From Faidon's email to the Ops mailing list

At 06:19 UTC, Erik dropped in to #wikimedia-operations after noticing extreme Parsoid slowness, up to 40s for relatively simple pages. Erik immediately paged Gabriel & Roan (which joined began to investigate) and at 07:11 he also paged me and I joined the fun at 07:28.

After a brief moment where Search was blamed (because it's broken, see http://gdash.wikimedia.org/dashboards/searchlatency/ and spikes of 500ms latency at 06:20, probably index rebuilding or something), the initial investigation showed API appservers overload, reaching up to 100% at times. Roan had already attempted to address that by rebalancing the API appserver pool weights but I pointed out that the original weights were correct because a) the "24-core" servers are actually 12-core with HT, b) the weights are adjusted based on memory, not CPU. We quickly reverted that.

Both Roan and me continued down that rabbithole and we both found out via different avenues that there was no real req/s spike but there was one user, coming from 5 different IPs (<redacted>) URLs such as: http://el.wikipedia.org/w/api.php?<redacted> (all elwiki, all action=parse with the same prop, different oldid)

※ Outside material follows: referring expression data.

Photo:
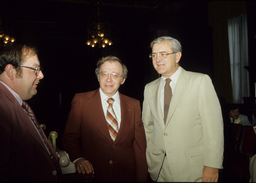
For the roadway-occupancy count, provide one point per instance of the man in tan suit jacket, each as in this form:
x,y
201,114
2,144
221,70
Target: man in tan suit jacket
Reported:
x,y
189,145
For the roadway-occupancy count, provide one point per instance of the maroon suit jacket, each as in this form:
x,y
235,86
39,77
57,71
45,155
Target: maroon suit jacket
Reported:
x,y
23,156
86,135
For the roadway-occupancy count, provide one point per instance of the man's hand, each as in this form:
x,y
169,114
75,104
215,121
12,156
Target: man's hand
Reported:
x,y
210,174
83,166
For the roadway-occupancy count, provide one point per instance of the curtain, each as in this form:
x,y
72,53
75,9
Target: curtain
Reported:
x,y
238,53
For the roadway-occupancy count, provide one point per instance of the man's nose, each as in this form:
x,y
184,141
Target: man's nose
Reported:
x,y
40,75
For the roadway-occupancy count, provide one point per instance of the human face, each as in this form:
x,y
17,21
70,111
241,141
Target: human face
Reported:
x,y
110,85
234,113
26,84
165,66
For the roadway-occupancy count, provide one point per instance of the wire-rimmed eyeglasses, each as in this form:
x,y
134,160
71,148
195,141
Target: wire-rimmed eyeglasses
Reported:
x,y
153,56
114,75
36,69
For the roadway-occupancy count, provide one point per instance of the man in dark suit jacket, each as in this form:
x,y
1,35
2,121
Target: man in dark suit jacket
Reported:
x,y
23,155
87,138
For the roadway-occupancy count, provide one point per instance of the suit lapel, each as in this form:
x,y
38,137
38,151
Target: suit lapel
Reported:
x,y
155,93
180,88
24,119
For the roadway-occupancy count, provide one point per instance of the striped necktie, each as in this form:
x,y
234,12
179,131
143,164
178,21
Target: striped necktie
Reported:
x,y
112,120
167,97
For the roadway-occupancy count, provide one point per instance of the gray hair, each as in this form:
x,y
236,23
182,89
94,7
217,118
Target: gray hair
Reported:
x,y
175,43
111,59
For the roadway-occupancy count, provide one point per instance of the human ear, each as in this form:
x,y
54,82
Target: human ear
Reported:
x,y
123,81
10,71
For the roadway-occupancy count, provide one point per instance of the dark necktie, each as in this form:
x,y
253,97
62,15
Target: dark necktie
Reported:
x,y
111,119
167,97
41,134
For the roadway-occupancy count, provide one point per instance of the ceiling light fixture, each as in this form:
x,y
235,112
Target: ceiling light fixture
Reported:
x,y
99,33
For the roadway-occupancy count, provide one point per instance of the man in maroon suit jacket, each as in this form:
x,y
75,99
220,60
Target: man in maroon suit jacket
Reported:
x,y
23,155
87,138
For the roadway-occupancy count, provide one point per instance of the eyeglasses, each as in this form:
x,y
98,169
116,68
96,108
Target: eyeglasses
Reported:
x,y
114,75
36,69
160,54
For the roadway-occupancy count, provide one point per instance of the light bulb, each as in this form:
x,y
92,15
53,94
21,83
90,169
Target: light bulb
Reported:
x,y
105,41
88,42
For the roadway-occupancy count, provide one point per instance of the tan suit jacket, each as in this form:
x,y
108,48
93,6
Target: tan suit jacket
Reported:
x,y
193,135
86,135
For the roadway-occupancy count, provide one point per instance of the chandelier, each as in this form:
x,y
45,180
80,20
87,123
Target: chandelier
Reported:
x,y
99,33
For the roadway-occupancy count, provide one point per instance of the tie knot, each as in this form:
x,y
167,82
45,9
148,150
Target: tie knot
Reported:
x,y
168,80
25,105
110,100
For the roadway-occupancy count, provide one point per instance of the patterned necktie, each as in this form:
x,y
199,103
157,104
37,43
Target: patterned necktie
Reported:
x,y
41,134
111,119
167,97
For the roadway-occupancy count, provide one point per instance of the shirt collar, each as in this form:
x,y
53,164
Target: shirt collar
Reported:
x,y
105,97
175,75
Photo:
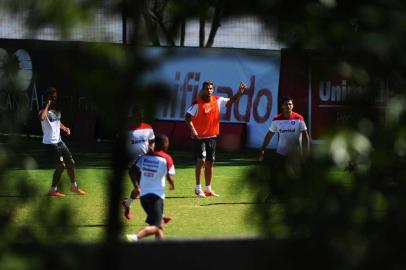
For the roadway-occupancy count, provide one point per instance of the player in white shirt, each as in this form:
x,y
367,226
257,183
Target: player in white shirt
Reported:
x,y
292,131
58,151
155,168
140,139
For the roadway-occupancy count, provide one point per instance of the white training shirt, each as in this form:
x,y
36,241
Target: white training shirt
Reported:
x,y
221,102
138,140
51,127
290,133
154,168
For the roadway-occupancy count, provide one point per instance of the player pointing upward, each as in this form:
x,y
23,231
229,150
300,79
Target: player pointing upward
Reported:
x,y
203,119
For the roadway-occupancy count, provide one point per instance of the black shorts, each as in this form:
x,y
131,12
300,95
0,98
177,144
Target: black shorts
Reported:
x,y
58,153
205,148
154,207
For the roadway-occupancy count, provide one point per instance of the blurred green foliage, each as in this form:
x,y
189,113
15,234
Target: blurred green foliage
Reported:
x,y
342,219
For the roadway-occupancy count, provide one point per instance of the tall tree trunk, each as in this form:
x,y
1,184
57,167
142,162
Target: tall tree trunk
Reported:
x,y
218,12
182,32
202,22
151,29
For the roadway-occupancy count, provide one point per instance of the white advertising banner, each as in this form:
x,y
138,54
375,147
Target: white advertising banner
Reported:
x,y
185,69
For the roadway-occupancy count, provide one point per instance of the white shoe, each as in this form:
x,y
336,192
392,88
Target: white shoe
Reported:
x,y
200,193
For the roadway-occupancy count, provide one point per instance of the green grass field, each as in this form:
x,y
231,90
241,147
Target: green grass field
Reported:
x,y
229,215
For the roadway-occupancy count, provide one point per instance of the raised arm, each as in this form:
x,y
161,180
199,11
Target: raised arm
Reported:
x,y
237,96
65,129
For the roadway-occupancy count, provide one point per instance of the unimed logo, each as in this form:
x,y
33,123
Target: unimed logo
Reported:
x,y
339,92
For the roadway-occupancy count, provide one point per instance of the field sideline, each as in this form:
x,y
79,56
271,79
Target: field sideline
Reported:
x,y
84,217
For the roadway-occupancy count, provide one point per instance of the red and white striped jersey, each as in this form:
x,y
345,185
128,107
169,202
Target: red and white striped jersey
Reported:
x,y
290,133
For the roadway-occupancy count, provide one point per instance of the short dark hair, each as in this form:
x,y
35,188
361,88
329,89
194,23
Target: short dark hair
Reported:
x,y
286,98
50,91
206,83
159,141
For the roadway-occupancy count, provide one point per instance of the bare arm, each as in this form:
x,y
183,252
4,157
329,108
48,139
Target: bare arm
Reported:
x,y
193,132
66,129
267,139
44,112
237,96
171,181
306,141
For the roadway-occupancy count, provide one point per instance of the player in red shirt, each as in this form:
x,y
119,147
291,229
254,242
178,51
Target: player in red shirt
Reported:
x,y
203,119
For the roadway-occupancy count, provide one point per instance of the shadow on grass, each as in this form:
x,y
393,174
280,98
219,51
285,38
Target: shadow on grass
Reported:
x,y
180,197
92,154
230,203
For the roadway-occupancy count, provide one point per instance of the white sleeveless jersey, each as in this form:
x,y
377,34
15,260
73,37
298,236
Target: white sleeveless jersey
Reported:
x,y
154,167
138,140
290,133
51,127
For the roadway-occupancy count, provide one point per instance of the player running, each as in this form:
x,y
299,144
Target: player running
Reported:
x,y
140,140
155,168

The logs show them taking from 40-100s to complete and we had plenty in the sampled 1:1000 logs that correlate exactly with the CPU spikes we were seeing, so there's a high probability that these were the trigger.

However, the CPU spike ended at about 07:25 and Erik & Gabriel were still seeing occasional Parsoid requests taking ~16s for small pages, which was also confirmed by http://gdash.wikimedia.org/dashboards/ve/ & http://gdash.wikimedia.org/dashboards/apimethods/ (MediaWiki.API.visualeditor, which curls Parsoid, which curls the API -- fun!). Moreover, Gabriel was reporting that hitting the frontend Varnishes via a local Parsoid instance instead of directly hitting the API LVS was working correctly. The graphs also showed that request latency spiked as early as 13:00 UTC and hence it clearly preexisted of the CPU spike.

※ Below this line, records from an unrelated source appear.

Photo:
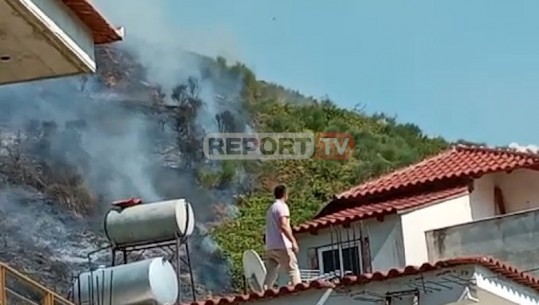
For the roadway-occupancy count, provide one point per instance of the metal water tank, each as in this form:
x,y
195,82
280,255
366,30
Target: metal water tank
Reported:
x,y
149,223
152,281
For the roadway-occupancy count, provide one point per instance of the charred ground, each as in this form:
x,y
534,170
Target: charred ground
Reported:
x,y
69,147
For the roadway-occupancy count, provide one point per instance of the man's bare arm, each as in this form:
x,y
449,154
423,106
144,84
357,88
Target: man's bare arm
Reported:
x,y
287,230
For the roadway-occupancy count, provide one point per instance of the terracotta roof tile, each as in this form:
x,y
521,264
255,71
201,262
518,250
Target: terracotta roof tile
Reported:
x,y
493,265
380,208
490,263
270,293
459,161
102,31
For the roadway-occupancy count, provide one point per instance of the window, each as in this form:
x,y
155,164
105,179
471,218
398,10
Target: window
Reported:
x,y
341,259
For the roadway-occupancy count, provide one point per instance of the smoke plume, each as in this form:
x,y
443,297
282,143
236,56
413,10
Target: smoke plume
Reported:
x,y
84,143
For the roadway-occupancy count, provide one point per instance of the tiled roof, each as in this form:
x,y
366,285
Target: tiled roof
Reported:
x,y
459,161
102,31
381,208
493,265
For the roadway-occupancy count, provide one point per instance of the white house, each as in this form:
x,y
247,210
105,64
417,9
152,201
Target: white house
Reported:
x,y
50,38
479,280
370,236
384,223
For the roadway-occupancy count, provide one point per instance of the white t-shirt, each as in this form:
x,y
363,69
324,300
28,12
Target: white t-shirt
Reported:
x,y
275,239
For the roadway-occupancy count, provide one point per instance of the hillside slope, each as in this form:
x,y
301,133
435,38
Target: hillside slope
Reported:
x,y
69,147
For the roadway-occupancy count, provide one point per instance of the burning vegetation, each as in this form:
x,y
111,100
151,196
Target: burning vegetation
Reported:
x,y
68,148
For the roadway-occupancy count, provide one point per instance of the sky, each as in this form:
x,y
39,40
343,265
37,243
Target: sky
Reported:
x,y
460,69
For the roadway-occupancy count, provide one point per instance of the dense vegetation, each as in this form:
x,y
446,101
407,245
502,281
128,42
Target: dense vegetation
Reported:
x,y
48,156
382,145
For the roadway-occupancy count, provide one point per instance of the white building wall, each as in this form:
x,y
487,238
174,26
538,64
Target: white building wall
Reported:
x,y
385,238
415,223
520,189
482,198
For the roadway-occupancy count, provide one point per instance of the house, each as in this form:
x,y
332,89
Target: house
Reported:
x,y
480,280
423,213
417,214
50,38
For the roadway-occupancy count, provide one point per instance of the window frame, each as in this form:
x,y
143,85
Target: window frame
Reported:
x,y
339,247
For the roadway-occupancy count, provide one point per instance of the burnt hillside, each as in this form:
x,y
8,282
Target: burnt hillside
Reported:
x,y
69,147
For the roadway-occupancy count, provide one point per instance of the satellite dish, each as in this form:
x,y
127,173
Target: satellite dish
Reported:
x,y
254,270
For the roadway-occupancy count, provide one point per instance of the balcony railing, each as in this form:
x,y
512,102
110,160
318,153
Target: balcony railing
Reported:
x,y
18,289
512,238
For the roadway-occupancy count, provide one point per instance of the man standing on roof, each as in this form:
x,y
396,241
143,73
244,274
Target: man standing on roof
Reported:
x,y
281,246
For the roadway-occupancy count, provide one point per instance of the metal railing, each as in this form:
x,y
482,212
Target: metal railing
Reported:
x,y
18,289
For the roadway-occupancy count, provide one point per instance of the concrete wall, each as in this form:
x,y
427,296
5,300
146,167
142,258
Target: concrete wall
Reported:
x,y
415,223
512,238
520,189
385,238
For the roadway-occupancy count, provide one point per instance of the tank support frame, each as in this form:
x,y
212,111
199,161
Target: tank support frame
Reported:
x,y
134,252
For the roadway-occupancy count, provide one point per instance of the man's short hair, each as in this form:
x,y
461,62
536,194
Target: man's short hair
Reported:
x,y
279,191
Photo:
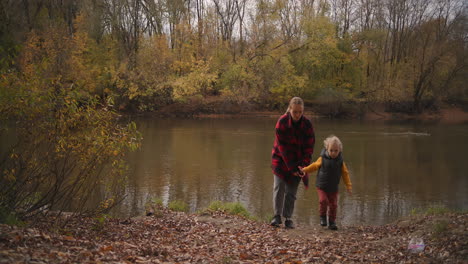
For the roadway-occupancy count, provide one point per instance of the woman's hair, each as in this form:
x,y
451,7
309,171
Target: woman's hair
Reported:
x,y
294,100
332,140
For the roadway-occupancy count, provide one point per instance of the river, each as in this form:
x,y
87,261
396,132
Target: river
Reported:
x,y
395,167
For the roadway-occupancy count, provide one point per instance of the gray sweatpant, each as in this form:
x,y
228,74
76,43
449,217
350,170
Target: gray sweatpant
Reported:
x,y
284,196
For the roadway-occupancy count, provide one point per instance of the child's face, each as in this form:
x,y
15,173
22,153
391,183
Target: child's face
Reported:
x,y
333,151
296,112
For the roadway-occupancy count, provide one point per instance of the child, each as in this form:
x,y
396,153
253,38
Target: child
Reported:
x,y
331,168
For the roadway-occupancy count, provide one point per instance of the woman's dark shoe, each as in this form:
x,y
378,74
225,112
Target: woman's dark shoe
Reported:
x,y
332,226
276,221
323,220
288,224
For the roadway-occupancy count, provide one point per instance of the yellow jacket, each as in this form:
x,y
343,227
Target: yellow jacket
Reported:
x,y
344,171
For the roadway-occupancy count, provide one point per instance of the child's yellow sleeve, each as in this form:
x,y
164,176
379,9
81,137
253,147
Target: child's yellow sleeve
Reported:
x,y
314,166
345,175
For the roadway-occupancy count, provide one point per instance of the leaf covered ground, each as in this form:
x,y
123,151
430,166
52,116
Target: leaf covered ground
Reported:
x,y
174,237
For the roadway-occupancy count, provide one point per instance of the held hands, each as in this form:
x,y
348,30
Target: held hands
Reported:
x,y
299,173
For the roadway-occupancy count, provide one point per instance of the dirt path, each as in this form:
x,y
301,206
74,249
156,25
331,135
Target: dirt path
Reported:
x,y
172,237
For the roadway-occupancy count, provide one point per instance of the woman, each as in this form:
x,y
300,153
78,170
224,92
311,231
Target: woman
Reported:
x,y
293,147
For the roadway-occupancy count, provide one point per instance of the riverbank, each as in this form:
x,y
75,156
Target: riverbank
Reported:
x,y
215,237
214,108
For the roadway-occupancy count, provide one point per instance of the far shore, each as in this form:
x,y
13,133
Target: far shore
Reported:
x,y
448,114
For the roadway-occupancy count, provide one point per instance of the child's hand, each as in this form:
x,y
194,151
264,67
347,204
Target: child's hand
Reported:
x,y
301,172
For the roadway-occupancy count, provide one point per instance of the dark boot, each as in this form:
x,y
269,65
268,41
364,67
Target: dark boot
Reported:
x,y
288,224
323,220
276,221
332,226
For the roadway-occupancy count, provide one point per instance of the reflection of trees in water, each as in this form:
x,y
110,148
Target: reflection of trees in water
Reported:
x,y
199,161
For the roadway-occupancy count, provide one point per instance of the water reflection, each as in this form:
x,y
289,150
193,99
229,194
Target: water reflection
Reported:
x,y
394,167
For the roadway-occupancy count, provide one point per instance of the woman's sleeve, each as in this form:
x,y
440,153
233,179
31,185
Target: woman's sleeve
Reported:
x,y
283,148
309,143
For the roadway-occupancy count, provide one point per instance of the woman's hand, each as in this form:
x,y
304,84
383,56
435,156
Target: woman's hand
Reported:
x,y
300,173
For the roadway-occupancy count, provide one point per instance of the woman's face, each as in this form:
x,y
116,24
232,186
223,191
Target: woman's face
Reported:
x,y
296,112
333,151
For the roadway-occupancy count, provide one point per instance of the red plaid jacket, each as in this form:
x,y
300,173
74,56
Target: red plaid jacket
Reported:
x,y
293,147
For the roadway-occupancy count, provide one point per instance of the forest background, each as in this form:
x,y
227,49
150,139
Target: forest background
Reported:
x,y
68,68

At that point, various minor points I had seen in Ganglia & SAL struck me and at 08:30 I identified and subsequently fixed the issue. The issue was that Chris, per RT #7000, had moved three appservers of the API pool (mw1021-mw1023) to row D to offload two overloaded racks. The move required an IP renumbering (& associated DNS change) due to eqiad's network layout. The problem was that Pybal didn't cope well with that, which in turn meant that it kept the *old*, now unresponsive, IPs of those three servers in round-robin LVS rotation. A small portion of requests were thus reaching those three servers, which meant timeouts. Both Varnish & Parsoid retry on failures, however Varnish's connect timeout is 5s (set from cache.pp), while presumably Parsoid's is 15s which explains the 16s occasional latency.

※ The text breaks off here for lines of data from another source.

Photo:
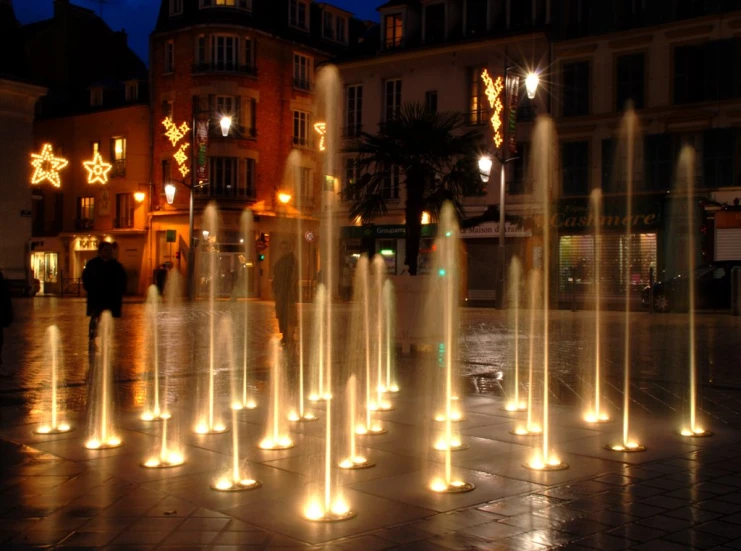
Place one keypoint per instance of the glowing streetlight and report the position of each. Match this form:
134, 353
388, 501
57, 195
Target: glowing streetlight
531, 84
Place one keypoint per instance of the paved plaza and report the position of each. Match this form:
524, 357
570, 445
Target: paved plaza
679, 494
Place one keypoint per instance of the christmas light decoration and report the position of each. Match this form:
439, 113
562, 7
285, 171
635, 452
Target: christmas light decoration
97, 170
321, 129
175, 133
47, 166
493, 93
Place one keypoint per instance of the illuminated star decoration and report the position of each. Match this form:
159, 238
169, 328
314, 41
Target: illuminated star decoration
321, 129
47, 166
493, 93
97, 170
175, 133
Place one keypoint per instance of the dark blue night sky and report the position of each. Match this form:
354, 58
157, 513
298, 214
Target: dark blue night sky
138, 16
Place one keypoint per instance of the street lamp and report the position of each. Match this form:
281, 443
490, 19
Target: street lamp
485, 164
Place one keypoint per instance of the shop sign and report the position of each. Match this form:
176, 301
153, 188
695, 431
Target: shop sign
491, 229
727, 219
86, 244
576, 216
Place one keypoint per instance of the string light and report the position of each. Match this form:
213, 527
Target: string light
47, 166
493, 93
97, 170
321, 129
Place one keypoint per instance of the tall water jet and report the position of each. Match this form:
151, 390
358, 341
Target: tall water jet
153, 411
102, 432
627, 149
515, 277
54, 421
209, 419
235, 479
596, 414
167, 450
446, 290
544, 170
245, 399
276, 434
686, 172
353, 460
531, 426
392, 384
331, 506
379, 269
370, 425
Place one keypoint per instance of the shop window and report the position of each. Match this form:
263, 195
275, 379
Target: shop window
575, 168
630, 80
575, 89
124, 210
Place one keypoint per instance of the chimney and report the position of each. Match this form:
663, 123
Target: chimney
60, 7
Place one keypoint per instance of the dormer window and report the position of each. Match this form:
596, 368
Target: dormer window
394, 30
96, 96
240, 4
298, 14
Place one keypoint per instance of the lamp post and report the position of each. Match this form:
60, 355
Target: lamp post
485, 165
225, 123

I removed the old IPs manually using ipvsadm and restart pybal on both active & backup LVS (lvs1003 & lvs1006) and graphs immediately confirmed that this was the root cause and right fix.

Actionables

  • Status:    informational - Search is broken, with latency quadrupling to crazy numbers on a daily basis. We kinda knew that :( I'll leave the decision of what to do (fix or wait for ElasticSearch) to Nik.
  • It's unfortunate that we noticed such an issue hours later via a user report. We should have an alert for unusual/high API latency (among others). The data is there, in Graphite, but we need a check_graphite to poll it. Matanya started that but it needs more work.
  • Similarly, we probably need to monitor reports for failing/retried requests & alert when they happen. The current reqstats/reqerror graphs report errors from frontends which in this case were showing no errors as they were retrying and succeeding. We really need to overhaul the whole metric collection & alerting there.
    • Status:    Unresolved - T83580
    • Status:    Unresolved - Talk with Analytics team, they probably have related analytics
    • Status:    informational - Good candidate for a monitoring Sprint at the Hackathon
  • Status:    Done - Reconcile the Parsoid/Varnish connect/TTFB timeout differences.
    • Gabriel votes that Varnish's 5s is more sensible than Parsoid's 15s.